Pandora’s Jar

“We now have this light shining in our hearts, but we ourselves are like fragile clay jars containing this great treasure. This makes it clear that our great power is from God, not from ourselves.” 2 Corinthians 4:7 New Living Translation

I came to Christianity as a young adult, and the first church I went to with any regularity was the one my parents attended. A woman who lived two doors up the street from my parents also went to church there. As far as I know, Sister Dell had been in church her entire life. Certainly, she was part of the old guard in that congregation. I hadn’t been a very good girl prior to my conversion, and one Sunday Sister Dell opined to me that once we’ve made a mess of our lives—the implication being as I had done—the Lord just had to pick up the pieces and make the best of it.

I’m not sure what Sister Dell’s motive was for saying that to me. There could’ve been any number of reasons behind such a mean-spirited remark, including taking a shot at my mom, who was never shy about challenging the old ways of doing things. But whatever this woman’s reason was and despite her standing as a pillar in that particular congregation, I knew, even in the moment, that she was dead wrong.
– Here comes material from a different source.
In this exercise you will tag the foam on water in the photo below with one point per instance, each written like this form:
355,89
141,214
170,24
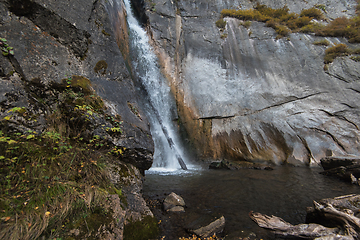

Following my acceptance of Christ as my savior, I had immersed myself in the gospel accounts and Paul’s writings, which had convinced me that no person born into this planet is righteous. Not one. The playing field is completely level in that regard. Very early in my life as a Christian, I came to the belief that my faith in Jesus’s crucifixion and resurrection had renewed me. I didn’t understand it, really, but I believed I had a fresh start. My gospel was—still is—that I became someone altogether new and everything in the past was bygones. There wasn’t going to be any picking up pieces and trying to make the best of them. The past was dead, or at least I was dead to it, and anything was possible.

Yet my biggest struggle post-conversion remained having to contend with myself. With my appetites and habits, my deep-rooted fears and flaws. Oftentimes, I fell short—very short—of my seemingly reasonable expectations of myself. But I wasn’t alone in this struggle. I found that Paul, great influencer that he was, battled the same dynamic and wrote about it. “I don’t really understand myself,” Paul wrote, “for I want to do what is right, but I don’t do it. Instead, I do what I hate…And I know that nothing good lives in me, that is, in my sinful nature. I want to do what is right, but I can’t. I want to do what is good, but I don’t. I don’t want to do what is wrong, but I do it anyway.” (Romans 7:15, 18-19 NLT)

There’s a story in Greek mythology commonly known as Pandora’s Box that attempts to explain how bad things came into the world. (We all know—instinctively—that the world isn’t as it ought to be.) In the myth, Pandora is entrusted with a jar that she’s told not to open. But the girl is curious and opens it anyway, releasing into the world sickness and death and all manner of evil. Pandora closes the jar quickly, but not quickly enough. Only Hope remains inside.

Who can deny that there’s evil in the world? No one can. But it didn’t fly out of Pandora’s jar. It didn’t fly out of the Garden of Eden either. It was carried out of paradise by Adam, our father, and Eve, our mother. And to this day, we carry wickedness like a virus, infecting our worlds with it to one degree or another. We don’t want to, but we do. We just can’t help ourselves. Each of us is a vessel, not by choice but by birth.

Religion tries to cover our unruliness, to atone for it with rituals and ever more rules. But Paul was very clear in his letter to the believers in Rome. No religion exists that can fix us. Applying rules and rituals to our humanity is like putting perfume on a corpse. It’s nasty, and it doesn’t make the situation better. In fact, it makes it worse.

The thing I love the most about the gospel its that it doesn’t promise to make me a better version of myself. It promises a different me, whole and flawless. That promise is a beacon I’ve walked toward for most of my life. When I stumble, my hope in it picks me up and gets me going again. Peter urged Christians to “worship Christ as Lord of your life. And if someone asks about your hope as a believer, always be ready to explain it.” (1 Peter 3:15 NLT)

I don’t yet comprehend what I’ll become—what I am even now becoming. But I believe that by the time I see Jesus, I will be like Him, because I’ll see Him as He is. (1 John 3:2) In a crowning touch, God will give me a new name written on a white stone. (Revelation 2:17) And absolutely no one—except the Lord and me—will know how much that treasured new identity means to me and what we went through to obtain it.